Leerlo es ante todo una experiencia que sacude, se lo lea desde la coincidencia, la perplejidad o el furioso disenso. Aquí una digresión: le recomendé este libro a un amigo mayor, un lector muy agudo de literatura y filosofía, quien al día siguiente partió a comprarlo y a los dos días me llamó para decirme que este “huevón de mierda” lo tenía enfurecido y que quería poco menos que tirar el libro por la ventana, pues se sentía muy distante de su desprecio por el mundo y la calle, de su actitud altanera de erudito encerrado y platudo, de su postura de católico satisfecho. Le dije que yo jamás me desharía de un libro que tuviera sobre mí tal efecto. Un libro capaz de irritarme así, al contrario, lo pondría en el estante más a la mano, le dije. Estuvo de acuerdo, tras haberse desahogado. Creo que lo seguirá leyendo con furia, es decir con pasión, la que podrá mutar en placer.

¿Y contra qué despotrica, a todo esto, el malicioso Gómez Dávila? Aunque lo central no es contra qué sino cómo, con qué afilado poder de síntesis y sugerencia lo hace, habría que consignar entre sus principales blancos a la democracia, la modernidad y el progreso (“La sociedad del futuro: una esclavitud sin amos”), el marxismo (que “puso al servicio de los que no entienden las preguntas el más adecuado repertorio de respuestas”) y el liberalismo –pero en definitiva contra lo que arremete brutalmente son los clichés, las certezas y los convencimientos pagados de sí mismos que abundan en el mundo moderno, contra la imbecilidad, en fin–. Volpi lo llama en su prólogo un “Nietzsche colombiano” (y también sostiene livianamente que Gómez Dávila proviene de la nada, como si la cultura y la vida colombiana o latinoamericana fueran la nada y la europea el todo).

Ahora bien, en lo único que cree este Nietzsche cafetero es en Dios (“Todo fin diferente de Dios nos deshonra”). Todo lo que haya puesto el hombre entre el cielo y la tierra le produce sospechas. Es que la postura suya frente al mundo es la del ironista. Y dado que “la incertidumbre es el clima del alma”, lo que entiende Gómez Dávila por ironía no es una choreza baladí: “Si la ironía consiste en pensar que la verdad es precisamente lo contrario de lo que estamos pensando, pero que no basta invertir nuestro pensamiento para captarla –así como la acera de enfrente es aquella en que nunca estamos–, pido que se me admita como ironista”.

No recuerdo dónde leí que cuando a Borges lo increparon unos jóvenes, creo que en una conferencia en Chile, diciéndole que la palabra conservador con que se definía a sí mismo a ellos les daba asco, Borges respondió que con conservador quería decir simplemente escéptico.
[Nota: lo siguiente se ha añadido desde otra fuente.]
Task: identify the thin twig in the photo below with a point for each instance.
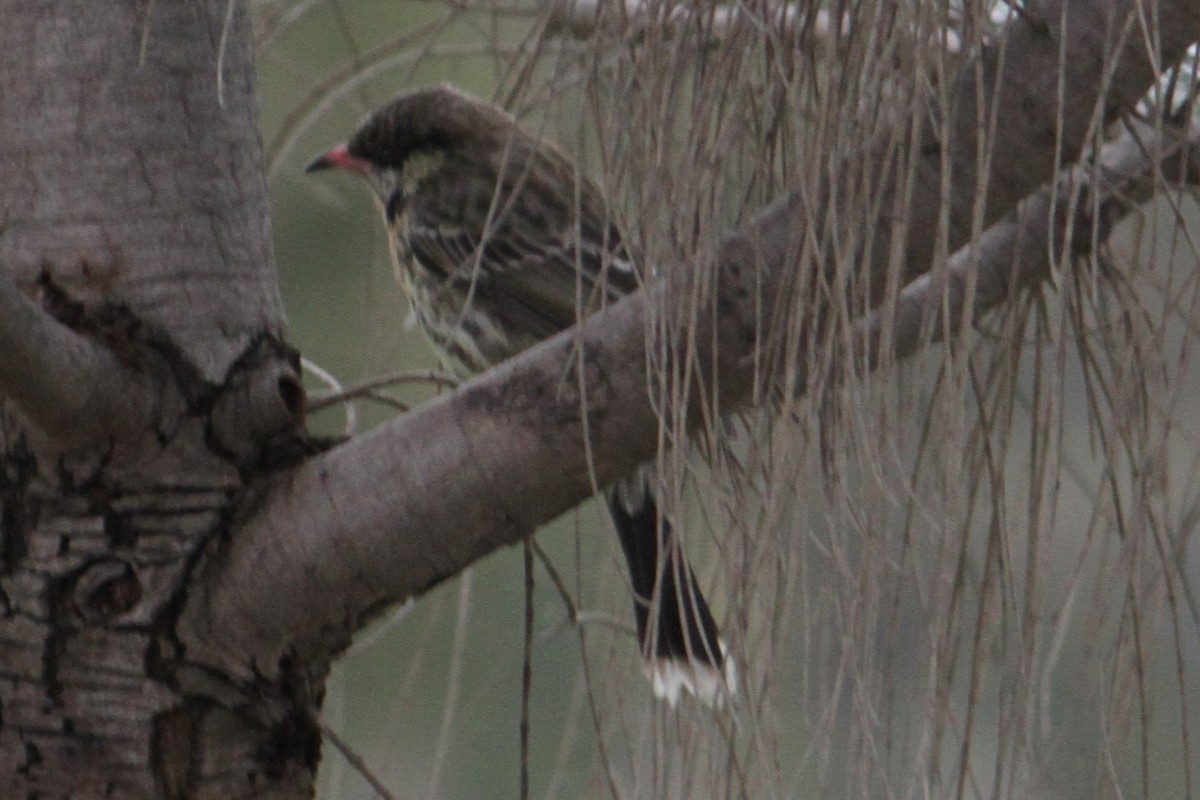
(355, 761)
Gómez Dávila sería reaccionario (no conservador) en ese mismo sentido. “Pensar suele reducirse a inventar razones para dudar de lo evidente”, dice este cristiano contrariador en sus escolios, cuyo valor intrínseco es enorme, mientras que sus alcances e influencias dependerán de la capacidad de ponderación de quien lea: “Las frases son piedrecillas que el escritor arroja en el alma del lector. El diámetro de las ondas concéntricas que desplazan depende de las dimensiones del estanque”.